Usually, if you train a model, you will use your own training data. This data is often changed more often than the model itself - it wouldn't be comfortable if you'd have to transfer the entire dataset each time you want to retrain a model, and that's why Iskra provides a special toolkit for datasets. It works for typical scenarios, such as:
- changing the dataset in the development process in order to increase its quality
- programmatic updating of a dataset in order to retrain the model with updated values
- providing different datasets to the same model
- training different models with the same datasets
Workflow with Datasets
Let's say you run a training job on Iskra
iskra train your_script.py
By default, if you run a training job this way, we will simply upload all the working directory to the training machine and execute the script. This works smoothly for smaller amounts of data, but if you want to train something bigger, or more than once, most likely you want to avoid reuploading of the data.
For this, you can easily create a dataset, which is nothing else than a folder stored in our system that can be later attached to any training job.
Enter the folder you want to upload to our infrastructure
iskra dataset create <name>
This will automatically assign the current working directory to a remote dataset in Iskra and upload all of its contents. It will create a
.iskra.json file inside of the local directory which will contain the Dataset id for future sychronisations.
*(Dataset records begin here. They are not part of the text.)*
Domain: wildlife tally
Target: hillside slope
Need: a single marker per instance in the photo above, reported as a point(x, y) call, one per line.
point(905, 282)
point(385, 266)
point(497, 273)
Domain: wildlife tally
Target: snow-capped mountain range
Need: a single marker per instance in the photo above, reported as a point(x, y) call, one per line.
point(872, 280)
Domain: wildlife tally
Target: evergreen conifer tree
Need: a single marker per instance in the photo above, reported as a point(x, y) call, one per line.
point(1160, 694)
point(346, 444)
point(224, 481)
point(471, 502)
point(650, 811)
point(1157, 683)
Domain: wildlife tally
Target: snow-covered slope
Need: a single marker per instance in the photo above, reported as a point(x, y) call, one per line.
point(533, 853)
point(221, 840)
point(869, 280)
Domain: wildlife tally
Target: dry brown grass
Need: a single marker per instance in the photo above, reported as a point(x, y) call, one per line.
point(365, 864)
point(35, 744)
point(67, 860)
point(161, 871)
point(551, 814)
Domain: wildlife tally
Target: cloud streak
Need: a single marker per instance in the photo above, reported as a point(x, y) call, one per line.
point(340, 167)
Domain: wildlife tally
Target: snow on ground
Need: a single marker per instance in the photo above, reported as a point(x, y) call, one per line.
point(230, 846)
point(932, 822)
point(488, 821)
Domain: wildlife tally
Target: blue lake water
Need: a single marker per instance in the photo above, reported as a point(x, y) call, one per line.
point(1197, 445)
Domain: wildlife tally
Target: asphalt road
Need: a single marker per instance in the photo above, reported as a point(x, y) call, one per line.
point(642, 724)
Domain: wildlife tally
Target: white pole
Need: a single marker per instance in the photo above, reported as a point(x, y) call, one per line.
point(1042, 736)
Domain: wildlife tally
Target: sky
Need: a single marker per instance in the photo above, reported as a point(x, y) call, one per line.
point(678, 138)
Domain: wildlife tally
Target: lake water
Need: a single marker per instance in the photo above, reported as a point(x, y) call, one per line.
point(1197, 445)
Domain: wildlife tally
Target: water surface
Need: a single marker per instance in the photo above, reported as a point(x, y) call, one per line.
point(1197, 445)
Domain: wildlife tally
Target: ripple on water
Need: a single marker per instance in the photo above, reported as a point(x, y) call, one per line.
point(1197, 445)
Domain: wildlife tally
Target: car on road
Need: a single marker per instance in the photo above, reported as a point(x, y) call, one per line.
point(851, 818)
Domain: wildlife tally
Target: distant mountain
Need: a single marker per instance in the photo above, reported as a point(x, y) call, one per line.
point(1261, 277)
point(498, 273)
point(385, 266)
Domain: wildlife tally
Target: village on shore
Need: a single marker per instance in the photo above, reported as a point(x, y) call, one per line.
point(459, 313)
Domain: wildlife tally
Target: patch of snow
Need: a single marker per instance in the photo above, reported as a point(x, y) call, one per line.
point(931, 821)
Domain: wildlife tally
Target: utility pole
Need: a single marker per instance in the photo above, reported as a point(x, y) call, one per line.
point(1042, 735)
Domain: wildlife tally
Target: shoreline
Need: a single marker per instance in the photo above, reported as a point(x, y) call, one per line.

Once your dataset is uploaded, you can create a training job that will be able to read from a dataset of your choice.
iskra dataset ls images (084b430c-2e7f-4d61-b5db-35b2a6d22824) frames (f861c7c6-90cd-4f20-ba76-2b5a93e74580)
In this example scenario, the command above listed two datasets that were uploaded to Iskra -
framges. To run create a training job that makes the
frames (f861c7c6-90cd-4f20-ba76-2b5a93e74580) dataset available in
frames directory of the training job, run:
iskra train -v=f861c7c6-90cd-4f20-ba76-2b5a93e74580:frames your_script.py
Updating a Dataset
If your dataset changes locally, you can synchronize its content contents by running
iskra dataset sync
This depends on presence of
.iskra.json file inside of current working directory.